5. Check the commercial warranty. A commercial warranty is a contract for office owners and buyers to cover appliances for a period of time. This is especially applicable to buyers. Furnished office spaces come with appliances and services of all sorts, most of which have been previously used. Normally one has no inkling how well maintained these have been by the previous owners. Depending upon what facilities the concerned office has and all that can go wrong, one must get an expert opinion on how well the existing warranty plan covers it all. This will give you a fair idea of what to expect cost-wise when you buy a commercial space.
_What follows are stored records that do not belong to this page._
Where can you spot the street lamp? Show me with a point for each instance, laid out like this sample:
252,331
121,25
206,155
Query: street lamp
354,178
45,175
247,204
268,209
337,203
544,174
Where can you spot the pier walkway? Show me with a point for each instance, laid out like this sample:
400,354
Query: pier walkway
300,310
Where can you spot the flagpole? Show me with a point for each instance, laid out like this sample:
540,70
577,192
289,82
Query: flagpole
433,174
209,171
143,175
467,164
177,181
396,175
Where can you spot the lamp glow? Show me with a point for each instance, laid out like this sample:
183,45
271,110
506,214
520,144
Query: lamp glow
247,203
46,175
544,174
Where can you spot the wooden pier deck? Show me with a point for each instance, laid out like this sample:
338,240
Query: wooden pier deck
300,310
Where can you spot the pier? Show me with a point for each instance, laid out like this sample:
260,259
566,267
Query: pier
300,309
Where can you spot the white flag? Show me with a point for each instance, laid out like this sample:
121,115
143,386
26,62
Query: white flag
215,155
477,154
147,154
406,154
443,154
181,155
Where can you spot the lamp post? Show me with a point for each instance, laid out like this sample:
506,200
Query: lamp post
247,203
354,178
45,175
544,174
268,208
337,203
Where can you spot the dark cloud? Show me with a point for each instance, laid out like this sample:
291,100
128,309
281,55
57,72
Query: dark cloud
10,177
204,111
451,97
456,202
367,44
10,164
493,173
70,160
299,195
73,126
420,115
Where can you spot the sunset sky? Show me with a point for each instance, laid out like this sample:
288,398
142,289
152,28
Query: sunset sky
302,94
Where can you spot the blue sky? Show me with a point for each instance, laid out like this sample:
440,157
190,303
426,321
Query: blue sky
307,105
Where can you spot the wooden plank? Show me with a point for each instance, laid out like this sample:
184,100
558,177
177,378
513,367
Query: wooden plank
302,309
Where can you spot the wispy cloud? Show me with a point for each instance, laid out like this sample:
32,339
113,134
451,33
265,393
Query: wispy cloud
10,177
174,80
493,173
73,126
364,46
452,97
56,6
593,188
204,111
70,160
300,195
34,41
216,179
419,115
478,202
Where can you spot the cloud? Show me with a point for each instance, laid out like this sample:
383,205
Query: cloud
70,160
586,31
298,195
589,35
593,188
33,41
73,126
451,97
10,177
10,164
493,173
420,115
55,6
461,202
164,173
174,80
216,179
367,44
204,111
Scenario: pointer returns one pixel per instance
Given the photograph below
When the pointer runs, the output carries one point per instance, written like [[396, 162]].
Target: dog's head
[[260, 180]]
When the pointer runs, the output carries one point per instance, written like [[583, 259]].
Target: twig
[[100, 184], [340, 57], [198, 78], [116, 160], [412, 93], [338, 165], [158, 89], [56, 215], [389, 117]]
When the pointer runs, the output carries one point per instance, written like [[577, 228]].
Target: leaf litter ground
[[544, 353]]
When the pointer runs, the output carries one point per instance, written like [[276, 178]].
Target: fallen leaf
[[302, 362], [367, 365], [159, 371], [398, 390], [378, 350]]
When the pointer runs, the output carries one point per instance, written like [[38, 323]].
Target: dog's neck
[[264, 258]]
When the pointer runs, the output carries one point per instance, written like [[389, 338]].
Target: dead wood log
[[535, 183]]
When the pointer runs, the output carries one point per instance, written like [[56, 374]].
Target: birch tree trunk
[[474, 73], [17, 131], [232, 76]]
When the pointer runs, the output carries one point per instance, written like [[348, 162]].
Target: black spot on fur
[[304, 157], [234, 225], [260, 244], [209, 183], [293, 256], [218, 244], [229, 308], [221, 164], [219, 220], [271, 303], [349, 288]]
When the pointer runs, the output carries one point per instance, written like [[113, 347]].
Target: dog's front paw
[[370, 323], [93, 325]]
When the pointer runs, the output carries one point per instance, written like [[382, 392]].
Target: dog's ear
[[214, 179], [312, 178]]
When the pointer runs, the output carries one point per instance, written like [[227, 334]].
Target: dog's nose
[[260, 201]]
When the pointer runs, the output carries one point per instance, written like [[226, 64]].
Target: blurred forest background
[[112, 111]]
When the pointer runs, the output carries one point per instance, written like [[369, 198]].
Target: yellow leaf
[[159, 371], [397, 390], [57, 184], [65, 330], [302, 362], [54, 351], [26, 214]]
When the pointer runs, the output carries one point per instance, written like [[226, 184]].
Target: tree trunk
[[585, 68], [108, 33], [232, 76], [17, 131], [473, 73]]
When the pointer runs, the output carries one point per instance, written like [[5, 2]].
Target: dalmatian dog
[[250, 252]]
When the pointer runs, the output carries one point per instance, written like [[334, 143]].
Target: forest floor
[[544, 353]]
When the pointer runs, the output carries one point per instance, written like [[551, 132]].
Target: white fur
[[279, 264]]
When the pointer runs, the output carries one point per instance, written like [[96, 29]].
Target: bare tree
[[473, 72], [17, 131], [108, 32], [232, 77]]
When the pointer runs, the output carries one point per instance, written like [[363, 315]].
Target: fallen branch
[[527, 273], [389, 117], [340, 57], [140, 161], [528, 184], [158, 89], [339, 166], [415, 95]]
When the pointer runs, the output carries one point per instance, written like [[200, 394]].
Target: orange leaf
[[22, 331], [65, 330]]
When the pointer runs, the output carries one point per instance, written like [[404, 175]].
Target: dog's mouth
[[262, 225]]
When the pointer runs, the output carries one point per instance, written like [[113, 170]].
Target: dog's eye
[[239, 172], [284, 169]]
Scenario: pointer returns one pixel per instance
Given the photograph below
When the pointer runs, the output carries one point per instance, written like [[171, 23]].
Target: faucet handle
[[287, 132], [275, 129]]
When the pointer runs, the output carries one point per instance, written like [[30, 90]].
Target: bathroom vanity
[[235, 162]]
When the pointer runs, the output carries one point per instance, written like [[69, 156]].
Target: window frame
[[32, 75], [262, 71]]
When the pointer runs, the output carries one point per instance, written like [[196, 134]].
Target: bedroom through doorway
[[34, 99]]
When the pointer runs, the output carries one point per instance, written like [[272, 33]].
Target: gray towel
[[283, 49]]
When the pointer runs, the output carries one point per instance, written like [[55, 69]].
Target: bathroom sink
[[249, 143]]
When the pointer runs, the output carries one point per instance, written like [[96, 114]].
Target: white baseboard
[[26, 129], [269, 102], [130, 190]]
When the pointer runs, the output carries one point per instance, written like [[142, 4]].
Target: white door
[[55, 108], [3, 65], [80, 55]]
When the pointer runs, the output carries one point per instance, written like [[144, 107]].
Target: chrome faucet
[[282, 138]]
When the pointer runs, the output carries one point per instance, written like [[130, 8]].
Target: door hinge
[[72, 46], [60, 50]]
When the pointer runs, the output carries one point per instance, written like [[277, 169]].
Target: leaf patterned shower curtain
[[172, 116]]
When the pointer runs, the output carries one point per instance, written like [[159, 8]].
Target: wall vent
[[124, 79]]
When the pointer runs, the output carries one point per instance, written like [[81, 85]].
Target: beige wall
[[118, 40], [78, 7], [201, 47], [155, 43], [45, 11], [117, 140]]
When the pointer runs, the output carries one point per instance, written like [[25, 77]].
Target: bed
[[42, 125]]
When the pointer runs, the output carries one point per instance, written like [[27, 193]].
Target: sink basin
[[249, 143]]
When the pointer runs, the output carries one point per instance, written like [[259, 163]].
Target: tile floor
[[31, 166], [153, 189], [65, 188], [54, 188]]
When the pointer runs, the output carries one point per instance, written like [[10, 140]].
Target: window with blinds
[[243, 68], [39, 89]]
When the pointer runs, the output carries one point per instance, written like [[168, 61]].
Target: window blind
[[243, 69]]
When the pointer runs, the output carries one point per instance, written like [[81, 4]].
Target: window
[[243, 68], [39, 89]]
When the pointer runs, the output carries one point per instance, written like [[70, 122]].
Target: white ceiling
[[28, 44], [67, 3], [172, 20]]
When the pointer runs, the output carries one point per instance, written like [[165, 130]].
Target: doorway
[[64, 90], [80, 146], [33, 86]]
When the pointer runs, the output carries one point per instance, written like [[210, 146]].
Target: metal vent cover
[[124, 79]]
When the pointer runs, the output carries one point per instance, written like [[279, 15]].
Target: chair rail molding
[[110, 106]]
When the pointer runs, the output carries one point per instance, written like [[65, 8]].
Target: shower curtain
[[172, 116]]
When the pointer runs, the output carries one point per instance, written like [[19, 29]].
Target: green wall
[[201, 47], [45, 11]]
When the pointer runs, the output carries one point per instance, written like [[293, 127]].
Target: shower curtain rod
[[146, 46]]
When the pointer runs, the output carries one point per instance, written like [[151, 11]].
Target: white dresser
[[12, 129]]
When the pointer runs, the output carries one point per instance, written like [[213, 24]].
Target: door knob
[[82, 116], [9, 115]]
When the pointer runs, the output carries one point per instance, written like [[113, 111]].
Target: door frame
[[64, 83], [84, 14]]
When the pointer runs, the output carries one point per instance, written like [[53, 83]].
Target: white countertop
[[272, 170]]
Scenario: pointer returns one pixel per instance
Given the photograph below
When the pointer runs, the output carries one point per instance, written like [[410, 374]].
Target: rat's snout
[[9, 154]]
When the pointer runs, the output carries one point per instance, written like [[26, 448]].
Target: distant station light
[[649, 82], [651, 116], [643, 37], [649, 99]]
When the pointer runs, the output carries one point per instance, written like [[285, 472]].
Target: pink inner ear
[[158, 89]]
6. Restrictive covenants. Prospective buyers must take a penetrative look into an agreement document known as a restrictive covenant. This details the actions a buyer can take or abstain from. These are legal obligations that can bind the buyer, from something as simple as what paint they can use to the kind of roof that can be used. Non-adherence to these can invite penalties too. It is better to do a thorough study of these before you go ahead. There is a redeeming factor in that one can buy out these covenants from the seller.
7. Recent trends in the market. Whoever is going in for a major real estate transaction needs to evaluate and investigate the market thoroughly. There are many ways to do this, both for the buyer as well as the seller of a property. Market realities make a big difference in rates. Real estate rates are dependent on market sentiments and this can affect your decision to buy or sell at a given time. Other things like local factors, location, accessibility, neighborhood facilities, transportation, and the kind of industry also play a big role in determining commercial real estate deals. Make a detailed study of these before taking the plunge.
Who is a listing agent? A listing agent works for the seller and not the buyer. It is important to make this distinction before going ahead with selecting one. A listing agent has a completely different profile as compared to a buying agent and in most instances cannot work as the other to avoid conflict of interest.
How does industry type influence real estate deals? Real estate needs vary by industry. A manufacturing company will have different real estate needs than a software development company. The differences are not only in size but structure of real estate transactions. A manufacturer may want to purchase their real estate while a software development company may desire longterm flexibility and want a short term lease with an option for future expansion.
How to plan a corporate budget? Renting office space is just the first step. Commissions, legal fees, construction, project management fees, operating expenses, and ongoing maintenance are other costs that need to be considered when determining the corporate real estate budget.